Question

Use the method of direct proof to prove the following statements. Suppose \(x, y \in \mathbb{Z} .\) If \(x\) is even, then \(x y\) is even.

Short answer

As \( x \) is even, it can be written as \(2n\). Thus, when \( x \) is multiplied with any integer \( y \), the result is \(2(ny)\), which is also an even number. Therefore, the statement is proven true.

Step-by-step solution

Understanding the Problem

The given condition of the problem is that \( x \) is an even integer. This means that \( x \) can be expressed as \( 2n \), where \( n \) is also an integer. The target is to prove that the product of \( x \) and any other integer is even. A number is defined as even if it can be expressed as the product of 2 and another integer. The objective is to demonstrate that \( x \times y = 2n \times y \) is also in this format.

Applying the Definition of an Even Number

Starting with the assumption that \( x \) is an even number, \( x \) can be expressed as \( 2n \), where \( n \) is an integer. This is the definition of an even number.

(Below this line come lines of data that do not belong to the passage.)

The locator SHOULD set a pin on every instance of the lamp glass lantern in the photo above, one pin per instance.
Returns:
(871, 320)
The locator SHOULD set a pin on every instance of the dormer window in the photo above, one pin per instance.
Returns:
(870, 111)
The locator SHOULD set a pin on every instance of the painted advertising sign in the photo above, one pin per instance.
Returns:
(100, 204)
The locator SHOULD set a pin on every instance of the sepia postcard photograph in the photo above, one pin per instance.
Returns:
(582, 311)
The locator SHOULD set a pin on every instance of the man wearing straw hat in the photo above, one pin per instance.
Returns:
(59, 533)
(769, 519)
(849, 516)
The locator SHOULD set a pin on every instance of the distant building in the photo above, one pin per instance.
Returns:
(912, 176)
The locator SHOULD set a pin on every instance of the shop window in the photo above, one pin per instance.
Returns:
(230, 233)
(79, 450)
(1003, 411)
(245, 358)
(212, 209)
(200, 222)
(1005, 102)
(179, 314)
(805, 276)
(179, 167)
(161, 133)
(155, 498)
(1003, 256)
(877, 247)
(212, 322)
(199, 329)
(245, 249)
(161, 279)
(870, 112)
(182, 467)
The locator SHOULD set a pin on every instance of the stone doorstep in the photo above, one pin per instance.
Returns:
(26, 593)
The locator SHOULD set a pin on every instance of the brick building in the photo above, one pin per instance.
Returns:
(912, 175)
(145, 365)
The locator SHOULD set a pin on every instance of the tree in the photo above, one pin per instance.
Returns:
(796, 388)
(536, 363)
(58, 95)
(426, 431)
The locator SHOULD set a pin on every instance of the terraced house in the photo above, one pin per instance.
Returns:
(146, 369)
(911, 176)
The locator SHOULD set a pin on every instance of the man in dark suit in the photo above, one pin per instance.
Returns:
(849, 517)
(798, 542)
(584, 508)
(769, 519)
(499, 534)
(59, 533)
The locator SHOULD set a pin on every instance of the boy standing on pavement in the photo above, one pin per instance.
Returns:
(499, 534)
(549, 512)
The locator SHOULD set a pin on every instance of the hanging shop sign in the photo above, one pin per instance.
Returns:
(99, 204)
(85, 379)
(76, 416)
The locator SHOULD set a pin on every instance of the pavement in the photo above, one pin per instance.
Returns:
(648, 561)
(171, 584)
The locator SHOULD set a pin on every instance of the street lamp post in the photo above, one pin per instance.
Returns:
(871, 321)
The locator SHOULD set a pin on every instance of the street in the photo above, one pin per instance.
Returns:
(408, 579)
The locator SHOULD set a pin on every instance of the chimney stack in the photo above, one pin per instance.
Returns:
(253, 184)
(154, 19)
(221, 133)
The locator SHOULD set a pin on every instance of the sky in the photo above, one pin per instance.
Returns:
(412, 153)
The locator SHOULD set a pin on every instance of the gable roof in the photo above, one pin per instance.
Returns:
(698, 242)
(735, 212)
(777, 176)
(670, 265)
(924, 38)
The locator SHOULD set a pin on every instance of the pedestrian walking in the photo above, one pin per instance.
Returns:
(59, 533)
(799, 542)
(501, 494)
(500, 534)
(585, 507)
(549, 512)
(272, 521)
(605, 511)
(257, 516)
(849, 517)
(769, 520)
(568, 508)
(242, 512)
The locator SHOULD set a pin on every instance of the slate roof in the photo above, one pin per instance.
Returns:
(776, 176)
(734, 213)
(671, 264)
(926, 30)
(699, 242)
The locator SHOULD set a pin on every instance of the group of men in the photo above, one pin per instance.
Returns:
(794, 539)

Proving the Result is Even

Now, let's multiply \( x \) with some arbitrary integer \( y \), obtaining \( x \times y = 2n \times y \). Rearranging terms, this becomes \( 2(n \times y) \). This is again a product of 2 and another integer, thus fulfilling the definition of an even number. This shows that the product of \( x \) and any integer \( y \) is indeed even.